Human-driven transcription services appear best equipped with 99% accuracy rate
The BBC’s run of errors started in February this year when its live subtitling service mistakenly produced a subtitle reading “Nigel Owens is a gay”, when it should have been “Nigel Owens is saying penalty and yellow card” in reference to the Welsh international referee awarding Scotland a penalty during a Scotland v England rugby match.
Another NSFW subtitle gaffe happened during the recent royal wedding in which automated subtitles read “beautiful breasts” instead of “beautiful dress.”

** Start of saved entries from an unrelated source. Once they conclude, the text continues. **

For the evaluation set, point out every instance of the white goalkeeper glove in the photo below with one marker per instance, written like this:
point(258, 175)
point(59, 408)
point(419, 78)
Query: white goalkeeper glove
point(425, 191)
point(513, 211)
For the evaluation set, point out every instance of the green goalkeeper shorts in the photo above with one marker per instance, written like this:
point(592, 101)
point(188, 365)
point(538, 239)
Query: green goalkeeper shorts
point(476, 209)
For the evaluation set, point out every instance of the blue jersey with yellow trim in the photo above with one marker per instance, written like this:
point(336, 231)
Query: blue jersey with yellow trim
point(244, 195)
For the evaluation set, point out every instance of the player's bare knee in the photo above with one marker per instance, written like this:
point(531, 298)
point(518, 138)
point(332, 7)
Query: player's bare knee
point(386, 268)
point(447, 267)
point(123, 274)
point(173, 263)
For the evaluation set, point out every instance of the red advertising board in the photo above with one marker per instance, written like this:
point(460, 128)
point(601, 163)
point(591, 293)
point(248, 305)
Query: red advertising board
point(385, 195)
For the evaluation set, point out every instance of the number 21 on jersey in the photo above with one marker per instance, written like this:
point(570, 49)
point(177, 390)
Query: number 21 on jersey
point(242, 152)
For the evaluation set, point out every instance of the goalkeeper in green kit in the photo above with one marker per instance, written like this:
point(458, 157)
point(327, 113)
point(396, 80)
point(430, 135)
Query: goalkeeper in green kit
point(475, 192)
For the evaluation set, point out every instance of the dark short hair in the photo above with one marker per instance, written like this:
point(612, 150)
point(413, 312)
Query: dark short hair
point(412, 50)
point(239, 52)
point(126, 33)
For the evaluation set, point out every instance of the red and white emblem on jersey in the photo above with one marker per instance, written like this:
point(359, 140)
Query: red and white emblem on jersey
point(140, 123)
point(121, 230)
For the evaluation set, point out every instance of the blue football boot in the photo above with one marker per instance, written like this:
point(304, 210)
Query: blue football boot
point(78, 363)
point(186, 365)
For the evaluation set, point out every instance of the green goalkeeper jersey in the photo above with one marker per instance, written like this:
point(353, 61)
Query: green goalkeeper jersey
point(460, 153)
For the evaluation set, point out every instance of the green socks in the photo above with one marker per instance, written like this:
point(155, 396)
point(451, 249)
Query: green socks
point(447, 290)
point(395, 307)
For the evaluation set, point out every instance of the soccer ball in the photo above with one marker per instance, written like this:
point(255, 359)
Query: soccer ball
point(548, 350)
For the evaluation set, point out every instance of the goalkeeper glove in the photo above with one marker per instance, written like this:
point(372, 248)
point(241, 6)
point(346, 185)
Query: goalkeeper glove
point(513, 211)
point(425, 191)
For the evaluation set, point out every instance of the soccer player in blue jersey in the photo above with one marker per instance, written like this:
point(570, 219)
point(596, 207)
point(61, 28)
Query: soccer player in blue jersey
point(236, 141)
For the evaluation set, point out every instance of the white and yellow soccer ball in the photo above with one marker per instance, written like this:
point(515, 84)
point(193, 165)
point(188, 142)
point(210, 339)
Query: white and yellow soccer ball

Human ear is better adapted
The BBC claims that the errors in the subtitles do not lie with its automated speech recognition (ASR) subtitling service, which it claims “produces accuracy levels in excess of 98%” - yet a survey from the World Economic Forum shows that whilst AI has a word accuracy rate of 95%, it will not yet be fully able to substitute human translation or transcription services.
In recent years, there have undoubtedly been major strides made in terms of AI transcription with AI-driven transcription services producing error rates of just 5.9%. However, language experts believe that the human ear is better adapted to recognising a broader vocabulary, different accents, and interlocked speech.
One of the biggest reasons for inaccuracies in ASR-driven subtitles is the narrow set of simple, short, command-based vocabularies surrounding interactions with bots, who rely on a dictionary-based vocabulary. As a result, they are generally unable to recognise slang-terms, colloquialisms, and interlocked speech.
Human-powered transcriptions still prefered
“The inaccuracies seen in the BBC’s ASR-driven subtitles are understandable,” explained transcription service provider GoTranscript CEO, Peter Trebek. “Although AI-driven tools are able to complement features such as ASR-driven subtitles, they are not yet able to recognise interlocked speech as found in sporting and social events, and neither are they yet able to recognise colloquial language or varied accents. This is why for the immediate future, the human ear will still serve as the standard bearer in terms of transcription and translation services.”
AI-powered transcription certainly has its perks when it comes to speed, which is likely the main reason it is used for live event transcriptions. However, human-powered transcriptions are still the prefered choice for those looking to avoid awkward mistakes.